That is up for discussion. The only way I see the engineering working out for traction etc is with a lot less weight than a model S.
Cell energy density is increasing which means increases in battery capacity without increases in weight or volume.
The majority of the difference in capacity between the battery specs of the roadster from 2008 and the roadster 2020 are accounted for by these changes.
In addition the roadster 2020 is carbon fiber bodied vs the steel/aluminum roadster 2008.
There are a number of other inherent advantages EVs have over combustion that come into play with handling.
This is an i3 next to an ActiveE (electric 1-series):
Tall car right? how do you think it handles?
What if I told you the center of gravity of the i3 is lower than the 3-series (and pretty much at the same height as the GT86's) and it has weight distribution 48.5:51.5?
Batteries in a purpose built EV are mounted low in the chassis, comprise a lot of the weight of the vehicle and can be split and distributed to optimise weight distribution. And the low low CofG means they stick to the road like they're on rails.
The next big thing is Torque vectoring. Motors weigh and cost next to nothing in comparison to the battery or combustion engines.
You can have pretty much as many motors as you like, all coming with the advantages of precision control, torque from 0RPM, the ability to run freely without clutching and the ability to apply negative torque. All to individual wheels/axles.
I've driven the roadster and model S and both handle well and compare to the german competition. The only thing I dislike is the steering on the model S which is a bit vague.the interior is a joke.

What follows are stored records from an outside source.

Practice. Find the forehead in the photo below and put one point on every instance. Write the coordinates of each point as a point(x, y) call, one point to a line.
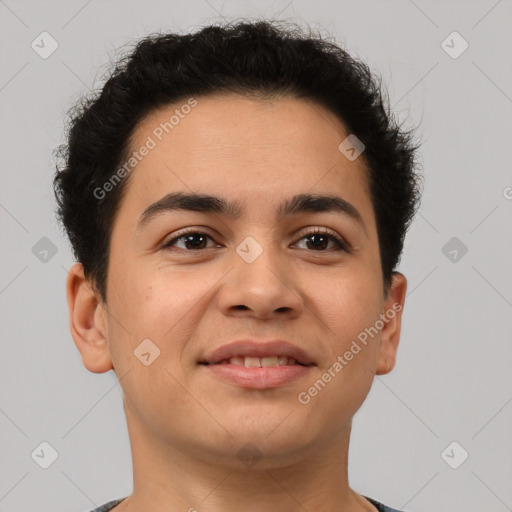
point(255, 151)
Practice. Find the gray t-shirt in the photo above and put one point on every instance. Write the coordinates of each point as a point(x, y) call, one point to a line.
point(380, 507)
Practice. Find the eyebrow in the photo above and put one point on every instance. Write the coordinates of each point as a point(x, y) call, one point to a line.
point(206, 203)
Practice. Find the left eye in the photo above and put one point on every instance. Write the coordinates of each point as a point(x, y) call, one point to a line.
point(197, 239)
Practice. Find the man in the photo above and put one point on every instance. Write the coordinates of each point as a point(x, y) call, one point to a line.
point(237, 201)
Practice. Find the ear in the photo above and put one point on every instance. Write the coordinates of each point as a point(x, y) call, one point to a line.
point(392, 318)
point(88, 321)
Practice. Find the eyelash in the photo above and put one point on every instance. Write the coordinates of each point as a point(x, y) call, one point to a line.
point(340, 243)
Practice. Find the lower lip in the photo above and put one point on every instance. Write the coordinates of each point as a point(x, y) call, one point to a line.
point(258, 377)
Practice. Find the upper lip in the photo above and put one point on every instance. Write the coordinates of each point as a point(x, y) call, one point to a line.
point(254, 348)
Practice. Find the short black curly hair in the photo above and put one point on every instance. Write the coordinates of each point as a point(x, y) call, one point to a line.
point(259, 58)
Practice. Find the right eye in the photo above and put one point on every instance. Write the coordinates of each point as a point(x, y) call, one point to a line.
point(194, 238)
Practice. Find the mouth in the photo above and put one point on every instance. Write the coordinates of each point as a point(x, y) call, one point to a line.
point(260, 362)
point(258, 365)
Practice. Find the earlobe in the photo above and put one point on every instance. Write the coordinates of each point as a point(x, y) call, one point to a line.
point(392, 318)
point(88, 321)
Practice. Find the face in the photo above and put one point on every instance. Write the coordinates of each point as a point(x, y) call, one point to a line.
point(191, 281)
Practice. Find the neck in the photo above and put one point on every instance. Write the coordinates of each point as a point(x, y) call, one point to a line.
point(180, 477)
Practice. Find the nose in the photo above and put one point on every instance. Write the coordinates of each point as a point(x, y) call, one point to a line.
point(263, 287)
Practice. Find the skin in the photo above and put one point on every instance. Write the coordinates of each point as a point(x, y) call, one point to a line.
point(185, 425)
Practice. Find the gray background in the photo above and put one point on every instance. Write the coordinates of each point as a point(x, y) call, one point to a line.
point(453, 378)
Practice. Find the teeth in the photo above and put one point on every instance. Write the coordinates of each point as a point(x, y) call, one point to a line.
point(256, 362)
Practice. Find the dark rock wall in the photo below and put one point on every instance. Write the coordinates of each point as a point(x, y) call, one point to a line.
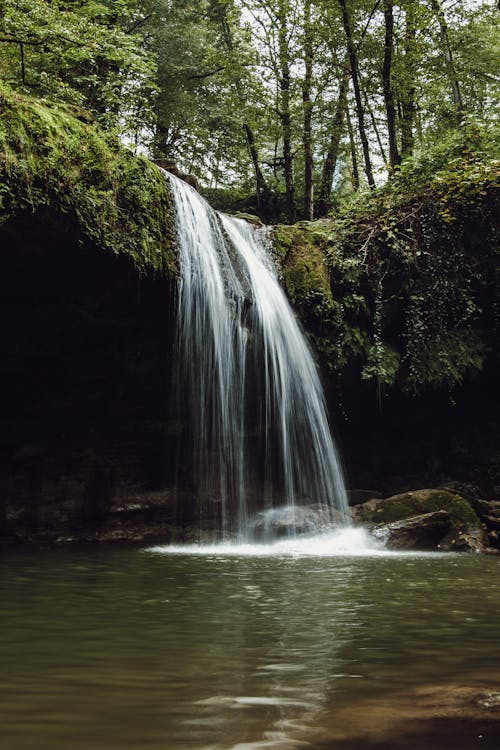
point(86, 348)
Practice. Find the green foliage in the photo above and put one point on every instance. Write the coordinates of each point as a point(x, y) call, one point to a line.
point(414, 276)
point(52, 159)
point(84, 53)
point(410, 504)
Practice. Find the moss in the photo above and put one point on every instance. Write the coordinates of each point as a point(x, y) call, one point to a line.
point(400, 290)
point(410, 504)
point(53, 158)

*cough* prototype almost three years from volume production. Let's not judge just yet. For the record I'm not a fan of the prototype's interior either.Do you guys talk about hydrogen cars here or is that in the main forum? Seeing as that's where the major Jap manufacturers plus Hyundai are betting over ev that would be an interesting read
HEVs would technically belong in this forum. However they don't make any sense from an economic or technical standpoint.

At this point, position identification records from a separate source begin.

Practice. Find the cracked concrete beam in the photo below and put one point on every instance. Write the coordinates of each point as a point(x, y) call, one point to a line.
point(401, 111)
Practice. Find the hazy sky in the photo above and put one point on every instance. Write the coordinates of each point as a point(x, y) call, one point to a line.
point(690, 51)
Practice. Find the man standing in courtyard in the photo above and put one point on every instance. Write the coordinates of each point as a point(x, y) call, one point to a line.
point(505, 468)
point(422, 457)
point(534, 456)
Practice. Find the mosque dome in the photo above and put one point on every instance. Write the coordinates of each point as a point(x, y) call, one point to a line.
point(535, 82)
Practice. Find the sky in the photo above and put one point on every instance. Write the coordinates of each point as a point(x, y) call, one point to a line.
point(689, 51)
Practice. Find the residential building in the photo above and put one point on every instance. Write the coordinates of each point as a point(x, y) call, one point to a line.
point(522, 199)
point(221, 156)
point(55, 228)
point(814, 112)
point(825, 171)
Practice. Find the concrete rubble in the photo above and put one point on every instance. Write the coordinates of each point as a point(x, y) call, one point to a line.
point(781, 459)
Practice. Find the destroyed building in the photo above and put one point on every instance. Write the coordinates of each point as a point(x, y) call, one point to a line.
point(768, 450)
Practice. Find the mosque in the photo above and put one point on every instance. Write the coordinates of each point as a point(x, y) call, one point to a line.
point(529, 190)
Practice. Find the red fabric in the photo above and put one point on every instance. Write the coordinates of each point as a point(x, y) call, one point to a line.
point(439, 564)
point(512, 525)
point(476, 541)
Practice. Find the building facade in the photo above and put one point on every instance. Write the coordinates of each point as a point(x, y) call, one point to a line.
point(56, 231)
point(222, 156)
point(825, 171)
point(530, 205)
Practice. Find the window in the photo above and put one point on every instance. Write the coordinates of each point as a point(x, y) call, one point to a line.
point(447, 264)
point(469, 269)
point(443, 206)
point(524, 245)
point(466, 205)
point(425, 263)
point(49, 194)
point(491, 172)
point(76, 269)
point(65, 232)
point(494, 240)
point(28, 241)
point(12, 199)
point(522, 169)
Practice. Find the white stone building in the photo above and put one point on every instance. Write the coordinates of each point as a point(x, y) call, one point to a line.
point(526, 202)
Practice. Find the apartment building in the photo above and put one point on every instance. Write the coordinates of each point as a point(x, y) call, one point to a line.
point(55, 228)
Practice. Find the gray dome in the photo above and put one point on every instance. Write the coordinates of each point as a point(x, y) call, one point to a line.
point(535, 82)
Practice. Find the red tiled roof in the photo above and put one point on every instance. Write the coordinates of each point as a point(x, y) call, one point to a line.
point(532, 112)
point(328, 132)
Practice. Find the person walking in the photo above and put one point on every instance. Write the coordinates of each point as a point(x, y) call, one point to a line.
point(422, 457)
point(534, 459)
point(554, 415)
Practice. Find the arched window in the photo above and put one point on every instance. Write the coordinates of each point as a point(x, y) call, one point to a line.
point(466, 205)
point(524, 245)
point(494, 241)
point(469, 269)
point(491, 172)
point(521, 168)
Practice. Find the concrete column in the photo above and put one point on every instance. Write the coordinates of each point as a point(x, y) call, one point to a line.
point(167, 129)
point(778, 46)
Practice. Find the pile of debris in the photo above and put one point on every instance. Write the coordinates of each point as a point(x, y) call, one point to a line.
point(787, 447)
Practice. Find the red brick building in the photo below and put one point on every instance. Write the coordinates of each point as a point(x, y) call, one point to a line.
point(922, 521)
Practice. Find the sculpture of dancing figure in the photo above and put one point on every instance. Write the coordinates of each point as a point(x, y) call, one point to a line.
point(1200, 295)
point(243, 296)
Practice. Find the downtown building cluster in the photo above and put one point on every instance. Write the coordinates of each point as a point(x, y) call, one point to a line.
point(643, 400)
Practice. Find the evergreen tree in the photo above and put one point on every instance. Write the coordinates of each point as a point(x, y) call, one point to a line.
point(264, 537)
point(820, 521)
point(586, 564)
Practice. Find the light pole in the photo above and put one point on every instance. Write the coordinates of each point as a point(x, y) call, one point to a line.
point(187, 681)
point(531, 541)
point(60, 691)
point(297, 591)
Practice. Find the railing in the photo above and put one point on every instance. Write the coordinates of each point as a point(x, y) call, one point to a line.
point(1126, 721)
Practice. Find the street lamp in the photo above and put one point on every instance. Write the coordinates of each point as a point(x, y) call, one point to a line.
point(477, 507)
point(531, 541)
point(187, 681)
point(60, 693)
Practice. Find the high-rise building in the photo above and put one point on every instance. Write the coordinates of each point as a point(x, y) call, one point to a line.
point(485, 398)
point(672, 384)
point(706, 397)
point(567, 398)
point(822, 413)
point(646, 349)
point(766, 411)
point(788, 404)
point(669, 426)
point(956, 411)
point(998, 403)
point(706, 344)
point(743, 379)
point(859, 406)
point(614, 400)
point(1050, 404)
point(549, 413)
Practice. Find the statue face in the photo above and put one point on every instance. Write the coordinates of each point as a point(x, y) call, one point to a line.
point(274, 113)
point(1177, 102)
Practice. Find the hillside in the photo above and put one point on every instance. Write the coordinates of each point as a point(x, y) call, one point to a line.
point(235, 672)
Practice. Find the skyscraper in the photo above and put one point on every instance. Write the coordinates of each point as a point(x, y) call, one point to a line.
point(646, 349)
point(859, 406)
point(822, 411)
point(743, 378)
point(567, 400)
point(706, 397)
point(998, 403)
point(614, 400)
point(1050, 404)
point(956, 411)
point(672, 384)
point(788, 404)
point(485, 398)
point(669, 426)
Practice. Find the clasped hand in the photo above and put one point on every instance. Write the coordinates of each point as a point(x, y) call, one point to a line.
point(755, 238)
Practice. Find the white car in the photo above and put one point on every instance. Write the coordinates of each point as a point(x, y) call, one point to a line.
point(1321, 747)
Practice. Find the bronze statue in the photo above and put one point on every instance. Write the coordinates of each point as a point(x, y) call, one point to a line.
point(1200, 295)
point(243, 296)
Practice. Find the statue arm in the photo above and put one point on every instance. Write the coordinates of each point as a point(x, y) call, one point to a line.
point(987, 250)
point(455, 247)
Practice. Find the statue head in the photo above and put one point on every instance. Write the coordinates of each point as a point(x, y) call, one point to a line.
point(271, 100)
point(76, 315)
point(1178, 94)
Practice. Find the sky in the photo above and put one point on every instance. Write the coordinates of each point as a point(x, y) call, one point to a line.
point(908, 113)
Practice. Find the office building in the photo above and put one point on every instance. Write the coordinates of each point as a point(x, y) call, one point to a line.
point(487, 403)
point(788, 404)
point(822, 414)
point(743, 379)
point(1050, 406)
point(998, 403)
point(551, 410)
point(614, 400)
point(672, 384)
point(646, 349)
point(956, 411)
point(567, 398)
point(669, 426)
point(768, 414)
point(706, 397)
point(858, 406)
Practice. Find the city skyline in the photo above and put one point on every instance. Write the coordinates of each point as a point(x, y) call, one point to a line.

I've direct experience in my day job of working with H2 fuel cells for certain remote and large scale applications.
They make sense for some purpose, but the last place they make sense is road transportation.

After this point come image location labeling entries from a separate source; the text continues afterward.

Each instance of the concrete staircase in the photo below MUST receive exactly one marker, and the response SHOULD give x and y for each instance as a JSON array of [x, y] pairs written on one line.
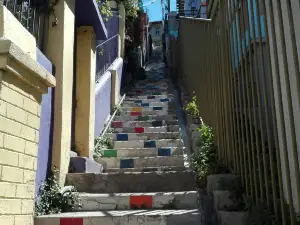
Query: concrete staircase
[[144, 179]]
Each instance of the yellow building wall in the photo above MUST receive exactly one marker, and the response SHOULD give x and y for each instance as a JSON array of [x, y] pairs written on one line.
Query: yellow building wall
[[60, 50], [22, 83]]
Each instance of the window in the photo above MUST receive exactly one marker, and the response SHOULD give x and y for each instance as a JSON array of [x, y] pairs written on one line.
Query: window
[[157, 32]]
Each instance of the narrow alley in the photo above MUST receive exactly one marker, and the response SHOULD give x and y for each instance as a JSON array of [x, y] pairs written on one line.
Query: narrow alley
[[145, 181]]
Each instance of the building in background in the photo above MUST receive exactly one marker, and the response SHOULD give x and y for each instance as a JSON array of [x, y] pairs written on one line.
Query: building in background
[[156, 30]]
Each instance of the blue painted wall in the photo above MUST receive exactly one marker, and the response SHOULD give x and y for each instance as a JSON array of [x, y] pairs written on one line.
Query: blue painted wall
[[46, 126], [102, 102]]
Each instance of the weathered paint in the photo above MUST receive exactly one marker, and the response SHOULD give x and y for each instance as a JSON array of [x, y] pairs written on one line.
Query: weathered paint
[[46, 126], [102, 102]]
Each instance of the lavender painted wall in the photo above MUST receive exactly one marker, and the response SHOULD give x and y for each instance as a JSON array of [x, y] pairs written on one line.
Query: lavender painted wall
[[46, 131], [102, 102]]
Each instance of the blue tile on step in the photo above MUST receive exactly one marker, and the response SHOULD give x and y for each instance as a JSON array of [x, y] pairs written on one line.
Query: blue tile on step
[[126, 163], [164, 100], [149, 144], [122, 137], [157, 123], [164, 152]]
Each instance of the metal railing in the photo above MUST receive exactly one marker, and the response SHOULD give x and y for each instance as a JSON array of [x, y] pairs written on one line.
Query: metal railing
[[244, 68], [32, 14], [192, 13], [107, 52]]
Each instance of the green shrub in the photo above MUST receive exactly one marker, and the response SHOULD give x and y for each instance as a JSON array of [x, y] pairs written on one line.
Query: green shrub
[[54, 199], [100, 143]]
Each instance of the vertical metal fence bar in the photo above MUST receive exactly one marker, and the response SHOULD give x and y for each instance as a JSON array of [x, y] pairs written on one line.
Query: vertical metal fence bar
[[266, 105], [289, 102], [274, 123], [281, 117], [237, 94], [255, 157], [243, 105]]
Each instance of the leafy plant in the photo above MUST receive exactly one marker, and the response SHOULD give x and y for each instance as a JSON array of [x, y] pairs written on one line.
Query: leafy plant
[[192, 107], [119, 110], [105, 9], [54, 199], [100, 143]]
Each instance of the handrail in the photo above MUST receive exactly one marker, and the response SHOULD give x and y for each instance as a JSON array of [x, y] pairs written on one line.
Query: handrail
[[107, 40]]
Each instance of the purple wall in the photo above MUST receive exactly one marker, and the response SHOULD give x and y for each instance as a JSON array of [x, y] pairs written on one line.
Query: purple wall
[[46, 130], [102, 102]]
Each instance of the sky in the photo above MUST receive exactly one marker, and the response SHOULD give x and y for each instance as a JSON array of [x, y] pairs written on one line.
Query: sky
[[154, 9]]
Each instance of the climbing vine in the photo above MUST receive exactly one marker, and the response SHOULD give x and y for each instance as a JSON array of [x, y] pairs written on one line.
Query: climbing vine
[[104, 8]]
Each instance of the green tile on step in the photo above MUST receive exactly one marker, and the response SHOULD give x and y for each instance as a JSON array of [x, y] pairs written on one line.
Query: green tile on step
[[110, 153], [143, 118]]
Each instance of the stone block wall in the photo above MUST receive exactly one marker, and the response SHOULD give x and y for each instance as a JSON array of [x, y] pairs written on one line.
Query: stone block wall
[[19, 126]]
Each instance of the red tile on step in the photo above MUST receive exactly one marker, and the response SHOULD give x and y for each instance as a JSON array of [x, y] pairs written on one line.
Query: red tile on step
[[139, 130], [71, 221], [135, 113], [140, 202], [116, 124]]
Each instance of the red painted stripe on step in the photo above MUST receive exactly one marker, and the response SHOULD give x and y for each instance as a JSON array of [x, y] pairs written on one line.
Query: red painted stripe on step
[[71, 221], [139, 130], [135, 113], [117, 124], [138, 202]]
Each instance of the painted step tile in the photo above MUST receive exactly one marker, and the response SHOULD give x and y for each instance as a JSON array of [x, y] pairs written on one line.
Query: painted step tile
[[145, 118], [143, 109], [150, 101], [152, 123], [143, 136], [149, 143], [172, 128], [127, 217], [140, 162], [123, 201], [146, 113], [150, 97], [151, 104], [141, 152], [147, 169]]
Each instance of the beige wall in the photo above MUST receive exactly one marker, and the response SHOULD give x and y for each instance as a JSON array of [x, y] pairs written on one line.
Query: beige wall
[[22, 83], [156, 38], [60, 49], [85, 91], [8, 27]]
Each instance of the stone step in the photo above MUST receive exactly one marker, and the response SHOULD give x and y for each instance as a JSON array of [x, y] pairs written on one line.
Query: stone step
[[148, 143], [132, 182], [127, 201], [146, 100], [146, 109], [148, 169], [142, 136], [151, 123], [126, 217], [146, 92], [145, 118], [148, 104], [172, 128], [141, 162], [84, 165], [142, 152], [156, 97], [146, 113]]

None of the car manufacturers have made anything close the the progress required on total roadblocks to practical HEVs. A not remotely exhaustive list:
The production cost of the stack (due to raw material costs not just production scale).
h2 production - 95% of which is currently from reformed natural gas.. this and my last point makes H2 expensive... around double the cost per km of petrol... and as much as 25 times higher than battery electric.
Safety issues due not least of which to high pressure requirement of storing usable quantities of H2 in acceptable volumes (want to see a Toyota engineer stop breathing? Ask them what happens if there's the tiniest flaw or damage to the COPV H2 tank). Not just confined to the vehicle itself, there are persistent safety issues throughout, largely down to H2 being a pain the arse to store and transfer (highly reactive gas, odourless, leaks through airtight seals, embrittles metals, reacts with many materials in common automotive use like rubber and certain plastics).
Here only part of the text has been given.